The assembly process begins with yasm calling the do_parse
routine implemented by the parser module. The primary
parameters given do_parse
include the object to parse into,
the preprocessor to use, and the initial input file and filename. All of the output of
the parser goes into the object; this consists primarily of a list of sections.
To build the sections and their constituent bytecodes, the parser must call functions provided by the architecture module (to identify instructions and registers) and the object format module (to create sections, implement the global, extern, common directives as well as any other object format specific directives such as ORG). The parser is expected to obtain its text input from the preprocessor moudle.
Usually the parser is implemented in two distinct portions: a tokenizer that breaks the inputs into discrete chunks (tokens) such as identifiers, separators (such as comma and semicolon), and numbers, and a parser that looks for certain sequences of tokens to generate the output. See a compiler book such as [AhoSethiUllman96] for more details.
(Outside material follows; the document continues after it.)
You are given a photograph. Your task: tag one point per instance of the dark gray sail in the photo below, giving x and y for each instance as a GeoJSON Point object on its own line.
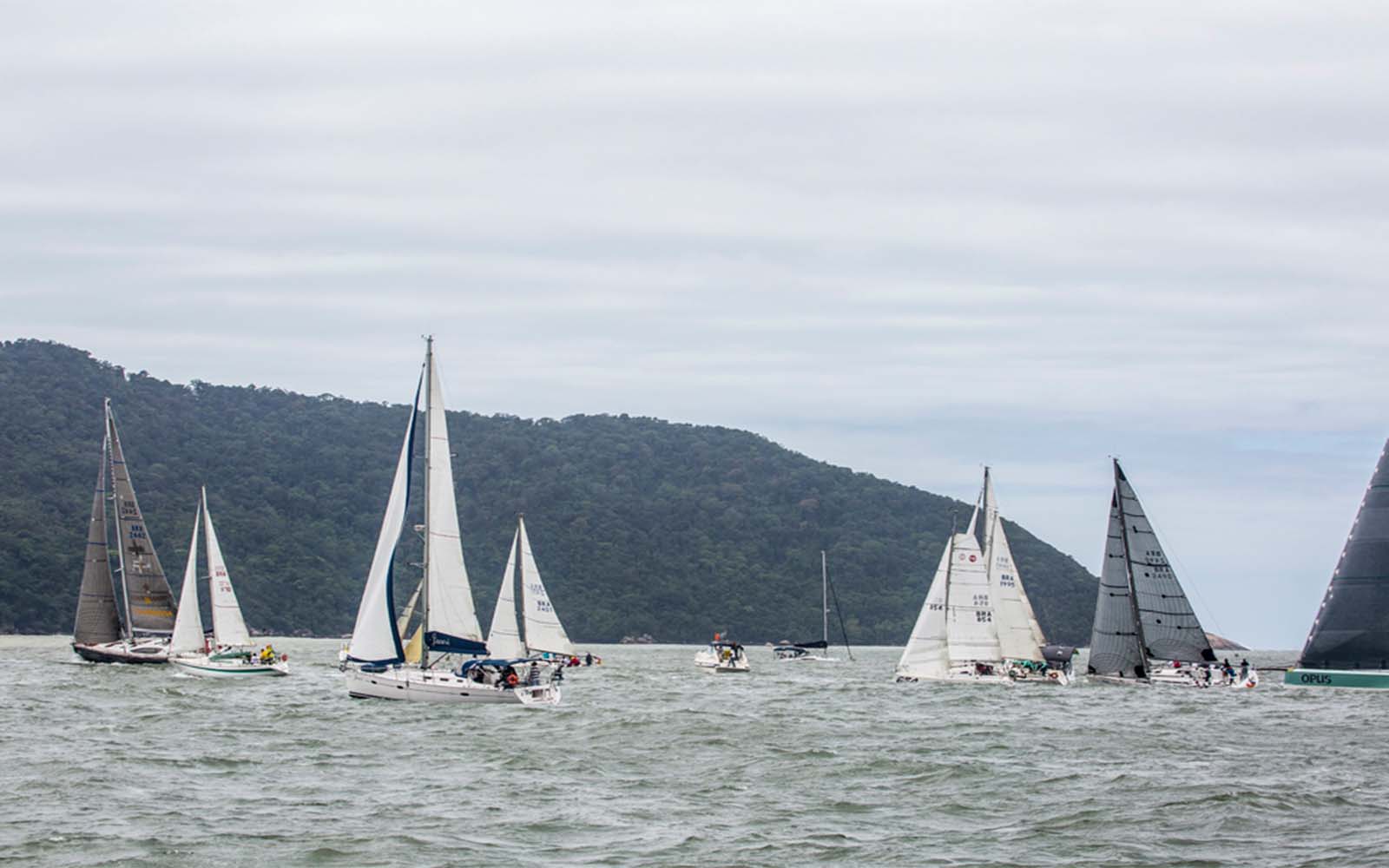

All parsers need to use the parse_check_id
function
provided by the architecture module to determine if a particular text identifier is an
instruction or register. Some assembler syntaxes may be able to infer this by usage, but
it is still necessary for them to call parse_check_id
in
order to validate this assumption and to obtain the information required by the
architecture to later recognize the instruction or register. The architecture is required
to pass all information needed to uniquely identify an instruction or register through
the 4-word data parameter passed to parse_check_id
. The
parser in return is expected to save this information in the standard insn bytecode or
its operands.
In order to separate the parser module from in-depth parsing of an instruction and its
operands, the parser is expected to form insn bytecodes that contain the arch data for
the parsed instruction (from parse_check_id
) and a list of
yasm_insn_operand structures. Each operand may be designated as a register (in which case
the arch data from the register’s parse_check_id
call is
required), an immediate value or expression (as a yasm_expr), or a memory location (as a
yasm_effaddr).